Alors que plusieurs réunions se tiendront sur invitation seulement, et en présentiel uniquement ou pour les participants inscrits, certaines réunions seront diffusées en direct sur le site internet du Forum économique mondial et de plus amples informations sur où suivre la réunion sont disponibles ici.
Le péril du Forum économique mondial & de la gouvernance multipartite
Alors que les dirigeants de grandes entreprises et de gouvernements, ainsi que des représentants d’organisations internationales se rencontrent hors des enceintes formelles de gouvernance multilatérale, on doit se poser la question de savoir dans quelle mesure ces discussions sont le reflet des préoccupations des gens à l’échelle mondiale. Sans la participation universelle des États membres et la participation forte de la société civile, de qui entend-on les voix ? La croissance économique effrénée et des décisions politiques motivées par l’enrichissement ont créé les conditions propices à l’émergence des crises actuelles — comment une logique mercantile et les dirigeants des grandes entreprises vont-ils faire advenir cette « transformation » promise par le Forum économique mondial ?
Certes les gouvernements ne sont peut-être pas en mesure de faire face seuls, aux enjeux du monde actuel, mais des sphères telles que le Forum économique mondial ne font qu’asseoir encore un peu plus des systèmes de pouvoir dans lesquels les grandes entreprises, les élites et les grandes fortunes mondiales sont perçues comme des « partenaires » et des « parties prenantes » plutôt que comme des forces qui doivent être mieux réglementées et plus lourdement taxées, afin que les pays puissent disposer de l’espace fiscal permettant d’instituer un changement systémique.
Par Elena Marmo
[1] Forum économique mondial, “À propos du FEM”
[2] Article 1.1, La Charte des Nations unies
[3] Adams, B., & Martens, J. (2015). Fit for whose purpose? Private Funding and Corporate Influence in the United Nations. Global Policy Forum.
[4] Marmo, Elena, “We Get the UN We Fund…” Global Policy Forum for RLS-NYC
[5] Principes directeurs de l’ONU relatifs aux entreprises et aux droits de l’homme ; Les 10 principes du Pacte Mondial
[6] HHCDH, “Le HCDE et la question des entreprises et des droits de l’homme”

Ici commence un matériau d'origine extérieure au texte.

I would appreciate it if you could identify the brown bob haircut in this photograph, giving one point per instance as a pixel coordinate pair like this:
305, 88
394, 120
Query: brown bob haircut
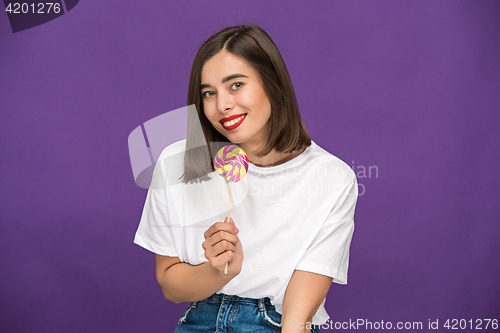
254, 45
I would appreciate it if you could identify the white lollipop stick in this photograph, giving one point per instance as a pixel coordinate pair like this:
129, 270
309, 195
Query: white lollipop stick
228, 219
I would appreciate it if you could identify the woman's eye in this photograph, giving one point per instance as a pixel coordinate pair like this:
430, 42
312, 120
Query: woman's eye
237, 85
207, 94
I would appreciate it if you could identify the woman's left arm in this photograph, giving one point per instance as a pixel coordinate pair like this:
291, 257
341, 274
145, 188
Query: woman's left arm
304, 294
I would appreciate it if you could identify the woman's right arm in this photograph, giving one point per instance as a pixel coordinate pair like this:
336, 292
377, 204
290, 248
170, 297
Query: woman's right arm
182, 282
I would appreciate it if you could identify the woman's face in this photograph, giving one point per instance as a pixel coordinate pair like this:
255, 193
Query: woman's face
234, 100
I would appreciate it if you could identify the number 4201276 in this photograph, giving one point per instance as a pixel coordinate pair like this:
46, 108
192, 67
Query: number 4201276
39, 8
478, 324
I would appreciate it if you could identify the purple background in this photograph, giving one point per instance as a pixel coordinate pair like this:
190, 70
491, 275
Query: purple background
411, 87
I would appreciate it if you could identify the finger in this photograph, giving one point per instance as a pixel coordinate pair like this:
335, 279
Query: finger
219, 249
218, 237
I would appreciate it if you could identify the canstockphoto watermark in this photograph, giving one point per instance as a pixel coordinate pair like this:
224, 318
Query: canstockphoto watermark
363, 172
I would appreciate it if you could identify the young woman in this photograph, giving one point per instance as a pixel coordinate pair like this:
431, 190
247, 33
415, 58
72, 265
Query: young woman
288, 237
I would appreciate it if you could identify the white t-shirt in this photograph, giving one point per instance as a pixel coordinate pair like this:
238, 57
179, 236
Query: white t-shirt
296, 215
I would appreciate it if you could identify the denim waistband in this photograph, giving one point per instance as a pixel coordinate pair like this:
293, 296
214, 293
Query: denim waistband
218, 298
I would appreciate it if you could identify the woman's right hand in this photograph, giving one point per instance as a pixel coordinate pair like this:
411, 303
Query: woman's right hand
222, 245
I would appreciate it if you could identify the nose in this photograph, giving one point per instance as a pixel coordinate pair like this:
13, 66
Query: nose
224, 102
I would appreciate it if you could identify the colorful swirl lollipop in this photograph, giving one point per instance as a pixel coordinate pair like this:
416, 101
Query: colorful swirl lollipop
231, 162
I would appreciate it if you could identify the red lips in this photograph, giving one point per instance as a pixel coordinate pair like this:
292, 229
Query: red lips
235, 125
223, 120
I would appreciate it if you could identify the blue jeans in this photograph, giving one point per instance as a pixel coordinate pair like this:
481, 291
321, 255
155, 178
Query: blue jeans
222, 313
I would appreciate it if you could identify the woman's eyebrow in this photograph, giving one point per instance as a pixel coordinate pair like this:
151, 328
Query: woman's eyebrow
227, 78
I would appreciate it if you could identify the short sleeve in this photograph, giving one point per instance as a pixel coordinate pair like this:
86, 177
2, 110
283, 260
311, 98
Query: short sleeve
154, 232
328, 253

[7] World Economic Forum and UN Sign Strategic Partnership Framework; PDF of Full Agreement
[8] TNI, “Hundreds of Civil Society Organizations Worldwide Denounce World Economic Forum´s Takeover of the UN”
[9] 2023 World Economic Forum Overview
[10] Forbes, “Real-Time Billionaires”
[11] World Economic Forum, “2022 List of Confirmed Attendees”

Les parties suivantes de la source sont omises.